El salto es notable: el monto representa más del doble de lo registrado en el mismo periodo de 2025, cuando Jalisco reportó alrededor de 8 mil 412 millones de dólares en ventas al exterior.
En términos sencillos: Jalisco vendió al mundo en tres meses casi el doble de lo que exportó un año antes en el mismo periodo.
El crecimiento anual fue de 107%, seis veces más que la media nacional, que se ubicó en 17.9%. Con ello, Jalisco escaló cuatro posiciones en el ranking de exportaciones y aportó 11% del total nacional, que alcanzó 158 mil 117.5 millones de dólares.
El motor principal fue la fabricación de equipo de computación, comunicación, medición y otros componentes electrónicos, sector que sumó 13 mil 727.3 millones de dólares durante el primer trimestre.
La electrónica concentró 79% de las exportaciones jaliscienses. Ese dato explica el tamaño del avance, pero también muestra el nivel de dependencia que el estado tiene de una sola gran rama industrial.

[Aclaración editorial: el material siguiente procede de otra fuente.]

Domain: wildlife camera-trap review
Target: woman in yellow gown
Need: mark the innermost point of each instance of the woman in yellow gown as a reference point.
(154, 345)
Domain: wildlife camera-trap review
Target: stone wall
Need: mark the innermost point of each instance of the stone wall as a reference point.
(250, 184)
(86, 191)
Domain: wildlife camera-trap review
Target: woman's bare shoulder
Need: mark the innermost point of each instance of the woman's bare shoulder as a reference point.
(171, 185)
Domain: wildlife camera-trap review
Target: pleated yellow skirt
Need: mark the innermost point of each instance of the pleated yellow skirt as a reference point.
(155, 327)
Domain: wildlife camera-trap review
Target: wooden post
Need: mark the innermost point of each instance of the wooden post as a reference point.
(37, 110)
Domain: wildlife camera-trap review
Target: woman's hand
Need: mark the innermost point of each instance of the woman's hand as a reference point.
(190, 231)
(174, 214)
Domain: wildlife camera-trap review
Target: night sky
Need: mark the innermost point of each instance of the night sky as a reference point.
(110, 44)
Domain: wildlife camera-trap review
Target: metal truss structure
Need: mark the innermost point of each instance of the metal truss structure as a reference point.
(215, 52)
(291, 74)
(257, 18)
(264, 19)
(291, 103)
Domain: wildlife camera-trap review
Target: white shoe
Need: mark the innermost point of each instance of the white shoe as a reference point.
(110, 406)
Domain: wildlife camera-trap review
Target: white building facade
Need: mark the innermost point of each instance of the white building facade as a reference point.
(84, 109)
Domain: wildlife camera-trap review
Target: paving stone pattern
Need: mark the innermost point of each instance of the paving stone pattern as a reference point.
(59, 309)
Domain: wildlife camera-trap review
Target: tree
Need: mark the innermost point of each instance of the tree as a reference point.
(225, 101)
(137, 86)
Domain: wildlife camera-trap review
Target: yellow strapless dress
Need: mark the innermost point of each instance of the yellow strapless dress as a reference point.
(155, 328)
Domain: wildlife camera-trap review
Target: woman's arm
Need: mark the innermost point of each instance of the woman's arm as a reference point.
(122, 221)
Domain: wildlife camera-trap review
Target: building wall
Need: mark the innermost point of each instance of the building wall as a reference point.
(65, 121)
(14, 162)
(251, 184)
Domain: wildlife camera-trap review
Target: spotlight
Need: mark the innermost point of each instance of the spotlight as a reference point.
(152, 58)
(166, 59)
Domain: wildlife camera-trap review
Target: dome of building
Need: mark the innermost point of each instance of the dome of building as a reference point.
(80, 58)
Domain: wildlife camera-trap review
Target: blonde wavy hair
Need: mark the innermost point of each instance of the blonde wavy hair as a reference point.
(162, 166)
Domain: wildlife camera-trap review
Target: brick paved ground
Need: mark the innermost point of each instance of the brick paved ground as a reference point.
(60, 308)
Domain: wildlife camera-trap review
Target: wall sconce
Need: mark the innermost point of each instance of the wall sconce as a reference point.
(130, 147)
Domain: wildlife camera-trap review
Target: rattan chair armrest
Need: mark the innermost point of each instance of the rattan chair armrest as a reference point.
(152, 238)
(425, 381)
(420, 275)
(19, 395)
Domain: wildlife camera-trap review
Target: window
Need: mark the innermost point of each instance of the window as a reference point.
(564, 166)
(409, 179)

Jalisco ha construido durante años una identidad como tierra tecnológica de México. Su ecosistema combina talento especializado, manufactura electrónica avanzada, diseño de semiconductores, empresas globales, universidades, centros de innovación y cadenas de proveeduría que conectan al estado con mercados internacionales.
No se trata solo de exportar cajas o componentes. Se trata de participar en una economía donde el valor está en el conocimiento, la precisión y la capacidad de integrarse a cadenas globales.
La secretaria de Desarrollo Económico de Jalisco, Cindy Blanco Ochoa, destacó que el resultado confirma el dinamismo exportador del estado, aunque reconoció que la mayor parte del comercio exterior se concentra en electrónica y componentes.
“Nos da orgullo que Jalisco sea el segundo estado con mayor dinamismo en exportaciones de todo el país. Aunque la mayor parte de nuestras exportaciones se concentra en la industria electrónica y sus componentes, sectores como el de bebidas siguen creciendo, con un aumento del 17 por ciento”, señaló.
El dato de bebidas es importante porque abre una segunda lectura: Jalisco necesita celebrar el boom tecnológico, pero también diversificar sus exportaciones para no depender excesivamente de un solo sector.
La entidad tiene fortalezas en agroindustria, alimentos, bebidas, tequila, manufactura, tecnología, servicios creativos y cadenas industriales que pueden ganar mayor presencia internacional si reciben acompañamiento, financiamiento, innovación y apertura de mercados.
Desde la SEDECO se informó que se preparan nuevas iniciativas para impulsar las exportaciones de más sectores estratégicos.
El reto será que el crecimiento exportador no se quede solo en cifras macroeconómicas. Para que el dato se sienta en la vida diaria, debe traducirse en mejores empleos, salarios competitivos, capacitación técnica, oportunidades para pequeñas y medianas empresas, proveedores locales y mayor valor agregado en el territorio.
Exportar más importa. Pero importa más si ese crecimiento también mejora la vida de quienes trabajan, producen, emprenden y sostienen la economía local.
Jalisco se consolida además como el primer estado no fronterizo en exportaciones, un dato relevante porque rompe la idea de que el comercio exterior mexicano depende únicamente de las entidades del norte del país.
La ubicación, la logística, el talento y el ecosistema tecnológico han permitido que Jalisco compita desde el occidente con regiones tradicionalmente exportadoras.
El resultado confirma una tendencia: la economía mexicana ya no solo se mueve por cercanía con Estados Unidos, sino por capacidad de producir tecnología, integrarse a cadenas globales y formar talento especializado.
La cifra histórica coloca a Jalisco en una posición de fuerza, pero también de responsabilidad. El crecimiento exportador deberá acompañarse de infraestructura, energía suficiente, formación educativa, seguridad logística, innovación y apoyo real a empresas locales.
Porque el verdadero liderazgo no está solo en vender más al mundo. Está en lograr que ese éxito industrial también construya bienestar dentro del estado.
Jalisco ya exporta como potencia. Ahora el desafío será que ese liderazgo se convierta en desarrollo más amplio, menos concentrado y más cercano a la gente.